We all know what the Congress should be doing about the debt right now, don't we? It should be debating which mix of long-term entitlement and defense cuts and the least economically damaging tax increases would lower the long-term debt, restore global confidence in the long-term solvency of the US, and thereby ignite more business confidence and job growth. Yes, the discretionary spending budget should also be subjected to, er, strict scrutiny, mindful of the sometimes counterproductive effect of too drastic a reduction in demand in a fragile economy.

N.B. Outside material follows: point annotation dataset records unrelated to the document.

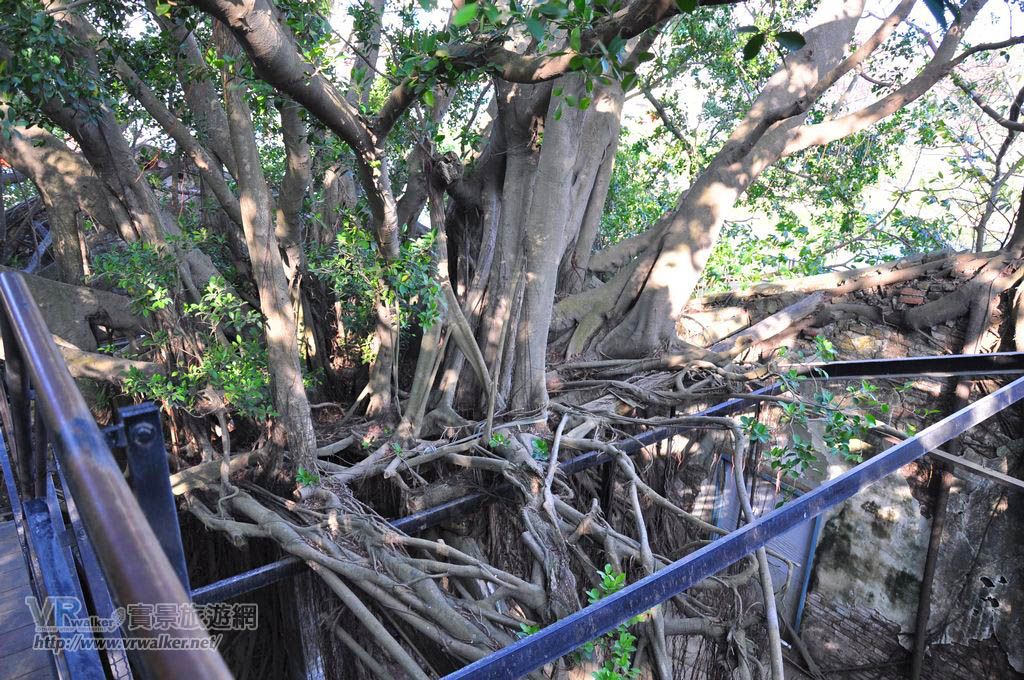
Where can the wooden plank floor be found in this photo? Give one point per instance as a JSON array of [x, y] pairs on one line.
[[17, 659]]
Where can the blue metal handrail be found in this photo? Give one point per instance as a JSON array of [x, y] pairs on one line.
[[133, 563], [570, 633]]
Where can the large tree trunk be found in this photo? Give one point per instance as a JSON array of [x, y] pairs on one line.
[[534, 210]]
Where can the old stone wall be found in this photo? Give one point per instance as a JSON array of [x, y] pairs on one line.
[[860, 607]]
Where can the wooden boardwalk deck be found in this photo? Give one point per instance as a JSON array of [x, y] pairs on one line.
[[17, 659]]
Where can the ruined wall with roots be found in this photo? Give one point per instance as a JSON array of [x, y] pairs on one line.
[[858, 618]]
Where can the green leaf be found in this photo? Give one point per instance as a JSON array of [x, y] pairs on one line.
[[466, 14], [553, 9], [574, 40], [536, 29], [791, 40], [754, 46]]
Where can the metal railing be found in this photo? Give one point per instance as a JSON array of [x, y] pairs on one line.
[[44, 412], [566, 635]]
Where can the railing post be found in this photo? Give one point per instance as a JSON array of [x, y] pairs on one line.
[[151, 481], [17, 392]]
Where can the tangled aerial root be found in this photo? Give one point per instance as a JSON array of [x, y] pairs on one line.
[[416, 596]]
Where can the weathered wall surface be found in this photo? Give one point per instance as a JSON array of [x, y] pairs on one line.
[[862, 600]]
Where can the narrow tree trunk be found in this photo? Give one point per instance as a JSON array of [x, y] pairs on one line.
[[283, 355]]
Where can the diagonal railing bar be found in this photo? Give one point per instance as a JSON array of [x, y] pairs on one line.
[[136, 569], [572, 632]]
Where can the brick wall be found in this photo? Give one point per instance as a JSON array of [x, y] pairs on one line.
[[858, 618]]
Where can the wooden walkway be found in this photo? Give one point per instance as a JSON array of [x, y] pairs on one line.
[[17, 659]]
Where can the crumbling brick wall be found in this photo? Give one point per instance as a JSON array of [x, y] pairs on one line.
[[859, 612]]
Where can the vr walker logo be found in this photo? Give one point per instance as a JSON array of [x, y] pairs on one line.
[[60, 625]]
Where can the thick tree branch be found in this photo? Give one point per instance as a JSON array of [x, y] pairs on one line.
[[940, 66]]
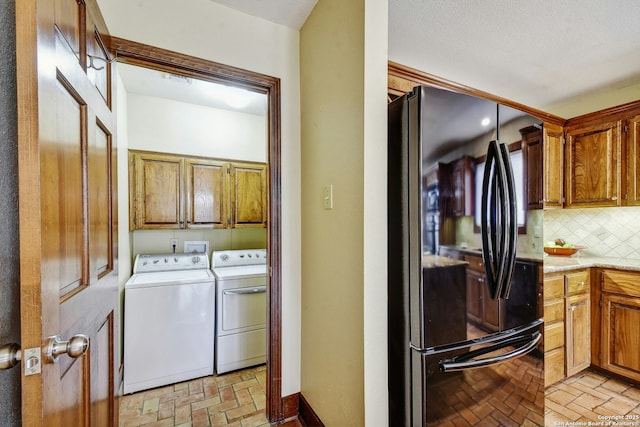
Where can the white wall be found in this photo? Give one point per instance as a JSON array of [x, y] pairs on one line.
[[160, 124], [207, 30]]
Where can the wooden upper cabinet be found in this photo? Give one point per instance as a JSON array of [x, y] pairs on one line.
[[207, 201], [553, 166], [633, 161], [156, 191], [593, 165], [249, 195], [532, 160]]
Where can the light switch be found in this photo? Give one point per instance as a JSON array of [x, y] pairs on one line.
[[327, 196]]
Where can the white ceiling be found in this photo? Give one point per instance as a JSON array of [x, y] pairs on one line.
[[535, 52]]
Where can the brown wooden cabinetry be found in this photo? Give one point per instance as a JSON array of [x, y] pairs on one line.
[[532, 160], [567, 331], [593, 164], [170, 191], [483, 310], [462, 176], [620, 323]]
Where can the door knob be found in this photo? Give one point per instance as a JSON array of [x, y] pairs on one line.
[[75, 347], [10, 355]]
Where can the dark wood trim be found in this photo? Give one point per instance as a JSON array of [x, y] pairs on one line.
[[617, 112], [306, 414], [134, 53], [422, 78]]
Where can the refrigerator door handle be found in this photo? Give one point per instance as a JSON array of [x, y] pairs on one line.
[[466, 361]]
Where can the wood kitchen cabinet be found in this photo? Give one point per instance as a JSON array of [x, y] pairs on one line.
[[170, 191], [567, 330], [593, 164], [577, 322], [532, 161], [553, 166], [620, 323]]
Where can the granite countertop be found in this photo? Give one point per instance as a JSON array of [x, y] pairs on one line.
[[434, 261], [554, 264]]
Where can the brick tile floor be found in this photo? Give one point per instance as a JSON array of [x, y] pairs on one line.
[[235, 399], [589, 397]]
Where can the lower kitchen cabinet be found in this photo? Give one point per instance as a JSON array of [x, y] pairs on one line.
[[620, 335]]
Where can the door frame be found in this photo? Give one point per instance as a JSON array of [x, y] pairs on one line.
[[134, 53]]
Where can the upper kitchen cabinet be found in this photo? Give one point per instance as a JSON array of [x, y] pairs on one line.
[[532, 153], [249, 195], [633, 161], [593, 164], [170, 191]]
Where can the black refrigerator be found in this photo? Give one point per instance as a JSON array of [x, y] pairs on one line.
[[443, 368]]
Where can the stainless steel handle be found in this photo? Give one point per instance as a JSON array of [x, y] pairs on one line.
[[244, 291], [460, 363], [75, 347], [10, 355]]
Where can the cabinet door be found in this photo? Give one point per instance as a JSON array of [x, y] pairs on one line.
[[474, 297], [593, 165], [621, 335], [553, 165], [157, 192], [633, 162], [578, 333], [249, 195], [532, 157], [207, 199]]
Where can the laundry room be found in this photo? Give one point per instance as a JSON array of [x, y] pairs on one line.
[[196, 186]]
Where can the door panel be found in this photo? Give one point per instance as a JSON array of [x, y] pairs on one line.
[[68, 283]]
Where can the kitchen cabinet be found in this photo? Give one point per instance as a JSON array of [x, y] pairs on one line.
[[169, 191], [553, 166], [593, 164], [567, 331], [532, 161], [577, 322], [620, 323], [462, 186], [633, 161]]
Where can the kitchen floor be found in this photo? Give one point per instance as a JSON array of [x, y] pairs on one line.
[[589, 397], [235, 399]]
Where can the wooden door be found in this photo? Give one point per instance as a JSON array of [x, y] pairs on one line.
[[67, 209], [633, 161], [156, 189], [553, 166], [207, 195], [578, 333], [249, 195], [593, 169]]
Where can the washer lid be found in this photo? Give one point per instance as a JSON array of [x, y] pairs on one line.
[[243, 271], [166, 278]]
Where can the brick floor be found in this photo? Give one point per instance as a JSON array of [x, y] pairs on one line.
[[234, 399], [591, 396]]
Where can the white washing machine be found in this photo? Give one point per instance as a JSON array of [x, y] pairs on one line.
[[241, 308], [169, 320]]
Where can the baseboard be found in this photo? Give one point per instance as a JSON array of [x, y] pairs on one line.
[[296, 406]]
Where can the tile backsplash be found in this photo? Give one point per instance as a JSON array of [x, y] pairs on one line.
[[606, 232]]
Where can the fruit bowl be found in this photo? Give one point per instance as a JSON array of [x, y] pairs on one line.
[[562, 251]]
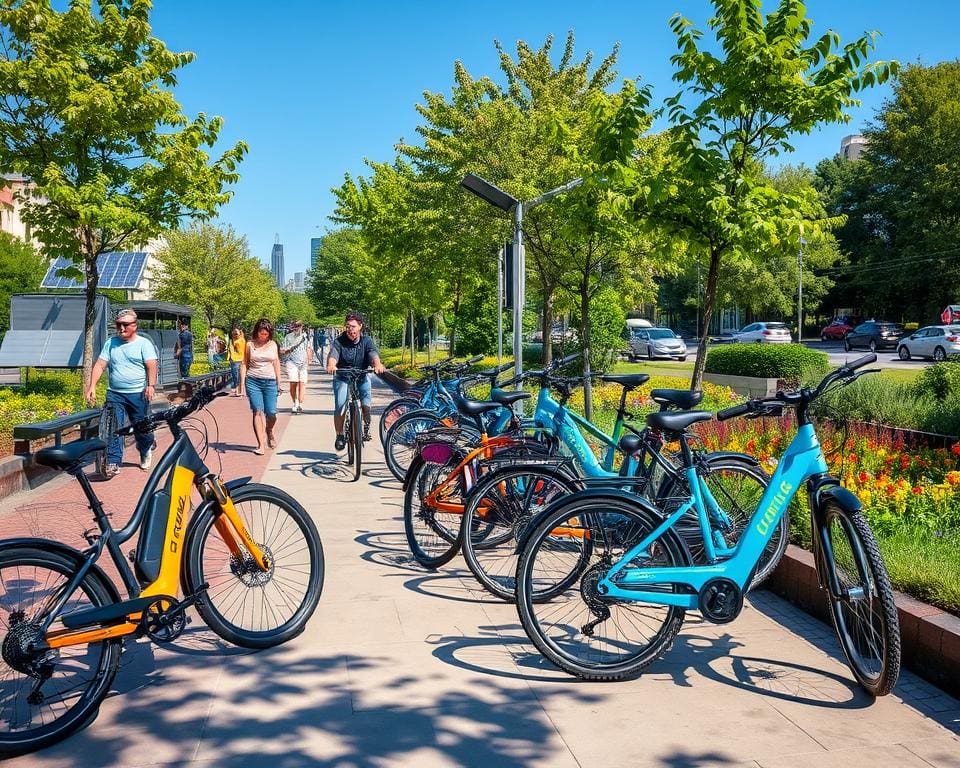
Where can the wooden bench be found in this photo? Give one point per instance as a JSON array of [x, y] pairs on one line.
[[218, 378], [88, 422]]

What do we have instead? A president too calculating to take a stand and an opposition so focused on drastic cuts to discretionary spending and over-reaching on collective bargaining that it is already making Independents and moderate Republicans queasy. My concern is that this dynamic leads to diminishing the chances of real cuts in the places where the real money is. Bruce Bartlett puts the meat on the bones of this argument here by noting that the GOP's Tea Party fixation on 2011 spending cuts both delays their chance to present a more considered 2012 budget proposal and pushes the real issue even further down the road.

If the lesson of the next two years becomes that spending cuts hurt people and hurt the economy, and that ending public funds for PBS or pork is a serious way to save the country from fiscal ruin, then the solid case for long-term fiscal reform is at risk of being bungled.